Come Senators, Congresspeople, Please Heed The Call
Of course this begs the question, “what call?” One answer could be the call of the oath or affirmation you made when you took office as a congressperson.
For a small — much too small — number of you in Congress, that call is leading you to stand up and speak up and act courageously to stop the coup currently in progress against the lawful government of the USA, including against the Congress of the United States.
For far too many of you in Congress, that call is faint, barely heard above the chaos being generated hourly by the would-be tyrants and their minions; barely heard above the voices of your own fears or doubts or disbelief or shock or denial or any combination of those and more.
For a specific and dangerously large number of you in Congress, that call has been equated with saying “it became necessary to destroy the Constitution to save it.”
This is the ever-present problem of subjectivity of human interpretation. Your oath or affirmation as a congressperson means to you only what it means to you. As a call to heed that might put you and your colleagues all in the same hand-basket, it is not much use.
There is another call, quite a different one, that you may not be hearing. Perhaps you have never heard it. This call invites you to heed — to consider — the consequences of your actions, beyond your personal beliefs, dogmas, imaginings, fantasies, and expectations. Because consequences care nothing about your personal beliefs, dogmas, imaginings, fantasies, expectations, or anything else. They will be what they will be, whether you like them or not. And they will accrue to you, whether you want them or not.
It’s a given that if the coup succeeds, you few courageous congresspeople boldly standing up and speaking out and acting on your oath or affirmation to defend the constitution will suffer for your resistance. You will be punished — probably brutally, because this coup is led by people who behave brutally, aided and abetted by followers who behave brutally — including a non-trivial percentage of congresspeople.
If you are opposed to this putsch, but are not one of the courageous ones in Congress giving your all to stopping it, you may think you will escape any significant consequences. Keep your head down, this too shall pass, it’s not that bad, the midterms will turn the tide, it’s only four years, and so on. You will find out, too late, that you were wrong. Even a brief study of dictatorships will show you that merely not supporting the coup is more than adequate reason for punishment.
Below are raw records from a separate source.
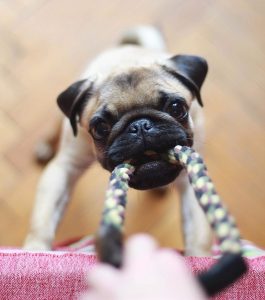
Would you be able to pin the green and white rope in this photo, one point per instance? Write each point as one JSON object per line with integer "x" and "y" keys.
{"x": 218, "y": 217}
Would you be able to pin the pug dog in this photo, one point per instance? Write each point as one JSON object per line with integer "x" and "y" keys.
{"x": 133, "y": 103}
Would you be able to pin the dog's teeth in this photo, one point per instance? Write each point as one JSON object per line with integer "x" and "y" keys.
{"x": 150, "y": 152}
{"x": 128, "y": 161}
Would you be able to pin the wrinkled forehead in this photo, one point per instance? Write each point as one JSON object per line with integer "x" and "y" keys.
{"x": 138, "y": 88}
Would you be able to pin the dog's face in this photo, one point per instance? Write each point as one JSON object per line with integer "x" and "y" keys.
{"x": 138, "y": 115}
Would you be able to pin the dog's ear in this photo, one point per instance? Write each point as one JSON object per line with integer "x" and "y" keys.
{"x": 191, "y": 71}
{"x": 72, "y": 100}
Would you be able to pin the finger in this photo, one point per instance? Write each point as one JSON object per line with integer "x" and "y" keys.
{"x": 103, "y": 276}
{"x": 139, "y": 250}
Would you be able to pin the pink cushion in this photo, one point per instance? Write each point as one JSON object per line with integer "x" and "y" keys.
{"x": 61, "y": 275}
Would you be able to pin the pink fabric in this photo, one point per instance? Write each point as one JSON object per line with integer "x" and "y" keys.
{"x": 61, "y": 275}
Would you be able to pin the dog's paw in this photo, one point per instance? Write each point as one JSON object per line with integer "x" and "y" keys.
{"x": 44, "y": 152}
{"x": 109, "y": 245}
{"x": 33, "y": 244}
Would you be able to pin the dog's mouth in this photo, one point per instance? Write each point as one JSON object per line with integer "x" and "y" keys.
{"x": 152, "y": 170}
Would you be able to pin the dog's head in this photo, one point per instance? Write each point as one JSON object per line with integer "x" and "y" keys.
{"x": 138, "y": 115}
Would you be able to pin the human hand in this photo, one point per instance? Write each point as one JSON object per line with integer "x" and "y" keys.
{"x": 147, "y": 273}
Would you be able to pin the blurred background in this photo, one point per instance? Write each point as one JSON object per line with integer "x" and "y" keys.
{"x": 45, "y": 45}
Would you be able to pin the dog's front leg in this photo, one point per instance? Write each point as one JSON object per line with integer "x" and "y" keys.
{"x": 196, "y": 230}
{"x": 55, "y": 188}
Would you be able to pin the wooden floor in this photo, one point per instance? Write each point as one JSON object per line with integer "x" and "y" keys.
{"x": 44, "y": 45}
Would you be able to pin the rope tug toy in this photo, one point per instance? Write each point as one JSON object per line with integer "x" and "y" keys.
{"x": 110, "y": 235}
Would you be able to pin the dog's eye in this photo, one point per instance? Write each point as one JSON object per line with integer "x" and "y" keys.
{"x": 177, "y": 110}
{"x": 100, "y": 130}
At the very least you will be out of a job, because if there is any part of the government called “Congress” after the coup, membership will be restricted to rubber-stamping sycophants. If you truly want to engage in public service, you will be unable to, because tyrants serve only themselves. At worst, you — and perhaps your family and/or loved ones — will be treated brutally. Just because they can, and also of course as a warning to others.
Meanwhile those of you congresspeople actively supporting the coup may feel quite secure. Perhaps you assume you’ll have a plum job in the new regime; perhaps you’ve even been promised one already. At the least, you imagine you have nothing to fear — you made your support clear all along. The least reward you deserve for that loyalty is a quiet life after the new regime takes over.
You will also find out, too late, that you were mistaken. You failed to learn the simple lessons taught by all prior authoritarian regimes. Everyone — including you — is expendable, disposable. You may be loyal to the regime, but the regime has no loyalty to you. The only reason required to punish you as an example to others is that a fresh example is needed. Another purge is always necessary — sooner or later you will be purged. An autocrat must never run out of scapegoats.
Your connections, your wealth, your prior positions, your undying support for the cause, your whiteness and/or maleness whether real or performative, will all mean nothing when they come for you, too. You will be just another Fabian Schmidt, another Kilmar Abrego Garcia, another Mahmoud Khalil, another “innocent gardener” (and no, your citizenship will not protect you).
So come, congresspeople, heed this call. This is no call to some imaginary “higher self,” or to any abstract concepts or values, or to your oath or affirmation of office. It’s a call to consider what will happen to you, and your family and/or loved ones, because of what you are choosing to do now. A call to consider what kind of life you will actually have under a totalitarian regime, if you survive long enough to have one at all. History makes clear that the adjective in the phrase “brutal dictatorship” is redundant.